Redrawing the Arab World

This collaboration brings Uchicago Assistant Professor Ghenwa Hayek (Near Eastern Languages and Civilizations) together with Beirut-based artists Fadi "the fdz" Baki and Omar Khouri as they engage the roles of science fiction and comics within Arab cultures, and explore how they might be used to envision different futures in the Middle East. 

The impetus for this project derives from a shared interest and a longstanding multidisciplinary engagement with questions of representation, mediation, and translation. Fdz and Omar Khouri are founding members of Samandal, a multilingual Beirut-based comics art collective at the forefront of the Arab graphic narrative movement.
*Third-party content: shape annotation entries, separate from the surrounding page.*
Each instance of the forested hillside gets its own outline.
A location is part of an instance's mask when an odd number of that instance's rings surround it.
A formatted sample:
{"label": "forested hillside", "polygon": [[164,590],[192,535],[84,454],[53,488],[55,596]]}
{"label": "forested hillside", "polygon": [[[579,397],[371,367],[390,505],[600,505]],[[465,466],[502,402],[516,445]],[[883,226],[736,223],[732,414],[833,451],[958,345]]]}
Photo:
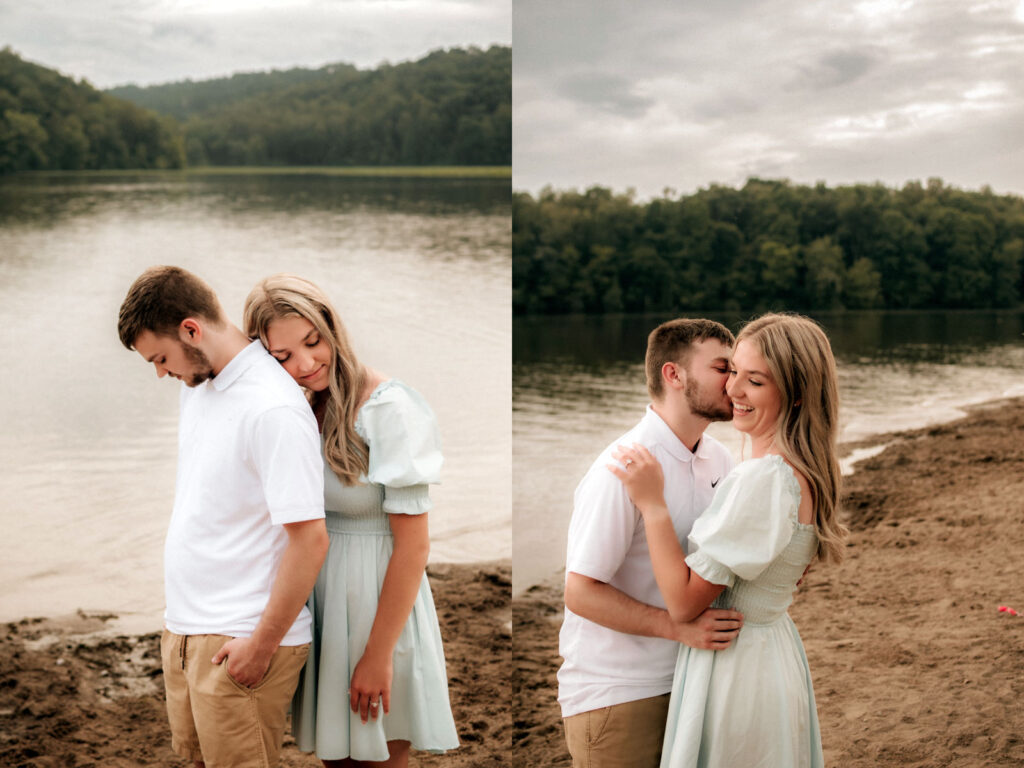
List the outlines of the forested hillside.
{"label": "forested hillside", "polygon": [[516,313],[1010,307],[1024,200],[750,179],[636,203],[594,187],[513,199]]}
{"label": "forested hillside", "polygon": [[0,50],[0,173],[179,168],[173,120]]}
{"label": "forested hillside", "polygon": [[112,93],[183,122],[190,165],[510,165],[512,55],[435,51]]}

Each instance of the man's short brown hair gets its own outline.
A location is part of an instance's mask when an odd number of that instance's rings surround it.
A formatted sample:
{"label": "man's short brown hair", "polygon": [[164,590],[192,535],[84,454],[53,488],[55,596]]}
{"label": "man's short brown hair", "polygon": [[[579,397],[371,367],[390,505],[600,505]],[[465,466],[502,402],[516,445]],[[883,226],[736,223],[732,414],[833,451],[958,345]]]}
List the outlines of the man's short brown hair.
{"label": "man's short brown hair", "polygon": [[118,315],[118,335],[122,344],[133,349],[143,331],[177,336],[178,326],[186,317],[203,317],[222,325],[217,294],[179,266],[151,266],[128,289]]}
{"label": "man's short brown hair", "polygon": [[732,332],[721,323],[702,317],[679,317],[663,323],[650,332],[647,337],[646,371],[647,391],[652,399],[659,400],[665,396],[662,367],[666,362],[675,362],[686,368],[690,364],[693,345],[708,339],[718,339],[730,347],[735,341]]}

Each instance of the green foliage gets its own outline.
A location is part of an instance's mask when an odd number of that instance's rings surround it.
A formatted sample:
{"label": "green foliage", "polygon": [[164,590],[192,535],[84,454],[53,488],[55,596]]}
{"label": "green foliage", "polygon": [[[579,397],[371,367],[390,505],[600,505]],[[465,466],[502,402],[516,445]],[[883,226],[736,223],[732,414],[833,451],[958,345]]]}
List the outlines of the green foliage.
{"label": "green foliage", "polygon": [[929,179],[750,179],[639,204],[603,187],[512,202],[518,314],[1012,307],[1024,200]]}
{"label": "green foliage", "polygon": [[183,164],[172,120],[0,50],[0,173]]}
{"label": "green foliage", "polygon": [[190,165],[507,166],[511,83],[494,46],[111,93],[181,121]]}

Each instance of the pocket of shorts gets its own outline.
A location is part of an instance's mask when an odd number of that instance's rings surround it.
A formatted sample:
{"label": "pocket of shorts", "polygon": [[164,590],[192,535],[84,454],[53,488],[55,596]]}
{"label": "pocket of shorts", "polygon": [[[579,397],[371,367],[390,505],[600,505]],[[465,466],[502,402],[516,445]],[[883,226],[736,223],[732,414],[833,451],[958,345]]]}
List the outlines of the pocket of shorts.
{"label": "pocket of shorts", "polygon": [[[286,648],[287,648],[287,651],[286,652],[282,652],[282,651],[285,651]],[[236,688],[238,688],[239,690],[245,691],[246,693],[256,693],[257,691],[259,691],[260,688],[262,688],[264,685],[266,685],[267,682],[269,682],[270,676],[276,671],[278,667],[281,666],[281,662],[286,660],[289,656],[291,656],[293,658],[297,658],[297,657],[301,656],[302,664],[305,664],[306,658],[308,658],[308,656],[309,656],[309,645],[306,644],[306,645],[282,645],[282,646],[279,646],[278,650],[270,657],[270,666],[266,668],[266,672],[263,673],[263,677],[260,678],[260,681],[258,683],[256,683],[256,685],[254,685],[251,688],[243,685],[238,680],[236,680],[233,677],[231,677],[231,673],[227,671],[227,659],[224,659],[224,663],[223,663],[223,665],[224,665],[224,674],[227,676],[227,679],[231,681],[231,684]]]}
{"label": "pocket of shorts", "polygon": [[600,710],[594,710],[590,713],[590,722],[587,723],[587,740],[591,744],[595,743],[601,735],[604,733],[604,729],[608,726],[608,721],[611,719],[611,708],[604,707]]}

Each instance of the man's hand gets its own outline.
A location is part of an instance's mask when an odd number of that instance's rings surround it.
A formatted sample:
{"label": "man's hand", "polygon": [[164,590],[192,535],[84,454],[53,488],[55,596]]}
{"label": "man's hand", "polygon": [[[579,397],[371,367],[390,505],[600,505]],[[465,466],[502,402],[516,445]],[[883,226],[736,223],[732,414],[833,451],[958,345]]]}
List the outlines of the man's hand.
{"label": "man's hand", "polygon": [[237,637],[221,645],[211,660],[221,664],[226,658],[227,674],[239,685],[252,688],[266,675],[274,650],[276,646],[260,647],[251,637]]}
{"label": "man's hand", "polygon": [[723,608],[708,608],[692,622],[673,622],[672,639],[691,648],[725,650],[732,645],[742,626],[742,613]]}

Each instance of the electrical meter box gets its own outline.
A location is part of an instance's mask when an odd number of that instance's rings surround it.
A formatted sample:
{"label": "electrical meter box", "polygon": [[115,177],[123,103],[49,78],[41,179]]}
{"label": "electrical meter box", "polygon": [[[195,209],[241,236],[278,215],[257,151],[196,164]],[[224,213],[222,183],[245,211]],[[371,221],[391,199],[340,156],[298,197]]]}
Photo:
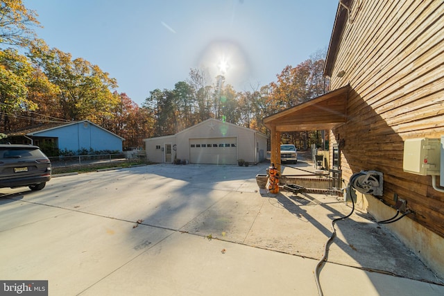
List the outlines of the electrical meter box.
{"label": "electrical meter box", "polygon": [[444,187],[444,136],[441,136],[441,175],[439,177],[439,184]]}
{"label": "electrical meter box", "polygon": [[439,175],[441,143],[439,139],[409,139],[404,142],[404,172],[416,175]]}

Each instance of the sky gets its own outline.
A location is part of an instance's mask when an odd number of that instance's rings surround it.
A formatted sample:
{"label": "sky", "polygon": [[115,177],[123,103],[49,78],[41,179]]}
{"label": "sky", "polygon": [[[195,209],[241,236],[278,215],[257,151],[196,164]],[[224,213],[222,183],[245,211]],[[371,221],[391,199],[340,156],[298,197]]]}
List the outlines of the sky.
{"label": "sky", "polygon": [[[328,48],[339,0],[24,0],[49,46],[116,78],[141,105],[191,69],[237,92],[276,81]],[[325,56],[323,56],[325,58]]]}

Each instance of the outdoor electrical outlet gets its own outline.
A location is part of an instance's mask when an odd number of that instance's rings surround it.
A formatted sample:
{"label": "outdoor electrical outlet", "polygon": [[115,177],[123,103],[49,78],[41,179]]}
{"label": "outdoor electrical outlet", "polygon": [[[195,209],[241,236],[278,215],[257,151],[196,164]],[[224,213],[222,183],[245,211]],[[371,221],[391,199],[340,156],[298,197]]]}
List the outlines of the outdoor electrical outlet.
{"label": "outdoor electrical outlet", "polygon": [[401,202],[401,206],[400,207],[400,211],[401,213],[405,213],[406,211],[407,210],[407,201],[402,198],[400,198],[398,201]]}

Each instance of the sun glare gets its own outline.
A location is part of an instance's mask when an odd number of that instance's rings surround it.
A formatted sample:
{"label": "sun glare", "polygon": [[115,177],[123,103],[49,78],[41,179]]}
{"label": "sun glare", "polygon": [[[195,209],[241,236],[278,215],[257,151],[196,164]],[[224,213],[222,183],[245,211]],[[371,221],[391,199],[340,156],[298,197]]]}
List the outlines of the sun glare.
{"label": "sun glare", "polygon": [[221,60],[217,67],[219,67],[221,73],[225,74],[229,68],[228,62],[225,58],[221,58]]}

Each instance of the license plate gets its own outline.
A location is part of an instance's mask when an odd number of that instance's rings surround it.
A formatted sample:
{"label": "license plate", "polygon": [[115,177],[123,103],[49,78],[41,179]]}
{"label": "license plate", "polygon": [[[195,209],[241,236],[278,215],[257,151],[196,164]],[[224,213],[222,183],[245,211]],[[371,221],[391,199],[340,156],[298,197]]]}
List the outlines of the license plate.
{"label": "license plate", "polygon": [[14,168],[14,173],[20,173],[20,172],[27,172],[28,166],[25,166],[24,168]]}

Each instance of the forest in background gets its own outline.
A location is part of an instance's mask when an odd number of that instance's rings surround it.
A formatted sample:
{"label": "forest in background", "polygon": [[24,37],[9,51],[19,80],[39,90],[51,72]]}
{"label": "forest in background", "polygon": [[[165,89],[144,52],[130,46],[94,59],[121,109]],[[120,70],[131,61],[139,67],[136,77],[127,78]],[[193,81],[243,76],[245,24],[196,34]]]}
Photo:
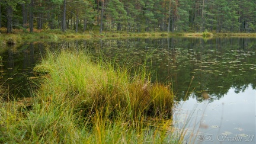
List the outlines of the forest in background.
{"label": "forest in background", "polygon": [[0,27],[256,33],[256,0],[0,0]]}

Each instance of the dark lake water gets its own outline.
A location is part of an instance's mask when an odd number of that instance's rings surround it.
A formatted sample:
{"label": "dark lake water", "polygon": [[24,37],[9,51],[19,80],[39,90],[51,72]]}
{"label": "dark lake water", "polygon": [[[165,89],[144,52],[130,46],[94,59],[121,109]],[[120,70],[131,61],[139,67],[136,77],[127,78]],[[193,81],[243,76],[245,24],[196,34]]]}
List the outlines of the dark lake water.
{"label": "dark lake water", "polygon": [[1,47],[1,87],[15,97],[30,97],[34,84],[27,79],[36,79],[33,73],[34,65],[47,48],[58,50],[63,47],[87,49],[92,53],[102,51],[105,57],[121,65],[145,64],[152,73],[152,82],[171,83],[178,103],[174,119],[178,128],[185,126],[188,142],[255,143],[256,39],[25,43]]}

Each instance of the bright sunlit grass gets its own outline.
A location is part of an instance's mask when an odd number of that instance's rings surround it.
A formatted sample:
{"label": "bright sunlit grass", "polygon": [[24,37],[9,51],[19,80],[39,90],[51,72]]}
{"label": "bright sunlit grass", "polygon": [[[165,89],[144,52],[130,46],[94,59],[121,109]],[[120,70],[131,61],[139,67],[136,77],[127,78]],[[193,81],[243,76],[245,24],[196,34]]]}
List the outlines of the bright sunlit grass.
{"label": "bright sunlit grass", "polygon": [[174,94],[144,67],[120,67],[87,52],[49,52],[31,109],[2,101],[0,143],[174,143]]}

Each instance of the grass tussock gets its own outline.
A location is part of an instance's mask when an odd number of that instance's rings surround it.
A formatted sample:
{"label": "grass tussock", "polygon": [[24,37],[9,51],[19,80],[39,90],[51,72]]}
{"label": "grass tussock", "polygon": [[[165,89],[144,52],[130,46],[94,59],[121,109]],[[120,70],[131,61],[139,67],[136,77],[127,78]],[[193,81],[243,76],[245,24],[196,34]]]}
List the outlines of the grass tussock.
{"label": "grass tussock", "polygon": [[34,68],[49,76],[40,92],[45,96],[43,101],[59,103],[57,105],[65,101],[67,106],[85,115],[105,111],[108,117],[116,117],[121,113],[123,118],[134,119],[171,114],[174,95],[171,89],[163,84],[151,84],[143,68],[130,76],[127,69],[114,69],[112,63],[86,53],[68,50],[55,55],[49,53]]}
{"label": "grass tussock", "polygon": [[48,53],[34,68],[32,107],[1,101],[0,143],[178,143],[171,89],[138,69],[82,51]]}

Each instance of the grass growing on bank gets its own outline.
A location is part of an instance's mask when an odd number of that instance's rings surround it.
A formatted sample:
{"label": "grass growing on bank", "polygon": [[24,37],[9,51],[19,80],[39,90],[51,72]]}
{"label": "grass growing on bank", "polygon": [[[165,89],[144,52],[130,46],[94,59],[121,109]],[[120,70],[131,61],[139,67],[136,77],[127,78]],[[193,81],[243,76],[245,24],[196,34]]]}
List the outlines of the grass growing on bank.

Ghenwa Hayek (Modern Arabic Literature, NELC) is a scholar whose work has often dealt with the manner in which emergent forms, including graphic narratives, instigate and reframe crucial social and cultural questions. She is also a translator, and has worked on translating Samandal from Arabic and French into English since its inception. 

The project title suggests the stakes of this project: a temporal one, that attempts to hone in on the historical in its project to envision the future, and a political-representational one that intervenes in current contemporary debates about art from the Arabic-speaking world. Many of the issues raised in this proposal are open-ended questions that we would like to spend the next year (and beyond) tackling collaboratively. 

Specifically, this project is theoretically invested in beginning to probe a series of inter-related questions: 1. Is genre (graphic) fiction a way out of the ethnographic/autobiographical impasse of graphic narrative - and fiction, more broadly construed - from the region? Does it disrupt external (mostly Western) expectations of what politically-engaged art from the Middle East, and what its subjects might be, or is this a delusion born of the excitement of the new? 2. Is science fiction, more particularly, this kind of intervention – and if so, what roles do the internal divisions of science fiction, represented in this project by the distinction between the two categories of hard sci-fi (Omar) vs. chaos fiction (Fdz), play? 3. How does this project, which takes the premises of science fiction seriously, also intervene in current debates around Arabofuturism and what it might look like - and, relatedly, how is the precedent of Afrofuturism both an inspiration and a provocation for a comparable Arab future-oriented science fiction project that is grounded in the recuperation/interrogation of a distant past? What does the term "Arab" even mean in this type of writing: is it a language, visual or textual? is it a shared history? 

The project will be anchored by two main events that take place a year apart, in Spring 2019 and Spring 2020. The first is a collaboration organized around "Drawn Together: Comics Culture in the Middle East" (Spring 2019). We envision this class as the launchpad for a series of provocative questions and engagements that will inform and enrich our individual practices. Playing on  the multiple meanings of the concept of being “drawn together”, this course brings a combined theoretical and practical lens to understanding the histories, politics, and practice of Middle Eastern comics. It does this through a collaboration between scholarly and artistic approaches to comicsComics, like all graphic narratives, are a hybrid form that draws the visual and verbal together into a dynamic interplay. Modeling this interplay, we will bring a dynamic simultaneity of theory, practice and translation into the classroom. In this class, we combine a theoretically informed historical engagement with the region, comics studies, and a comics practice that seeks to imagine and complicate the future. We will chart the dominant genres and practices of comics production in the Middle East from the points of view of both scholars and practitioners. At the same time, we will experiment in creating a hands-on workspace in which all we collaborate on all aspects of creating two ongoing comics projects – Nahḍa (Omar Khouri) and Jāhiliyya (fdz) – from the world-building to the characters, design, stories, and translation. 

Following that, the second event will take place in Spring 2020, and bring us back together on campus in a reflective symposium that gathers us with former students and interlocutors on the local and international scenes. This symposium will allow us to gather and reflect, and will raise more provocations as we continue our individual and collective projects.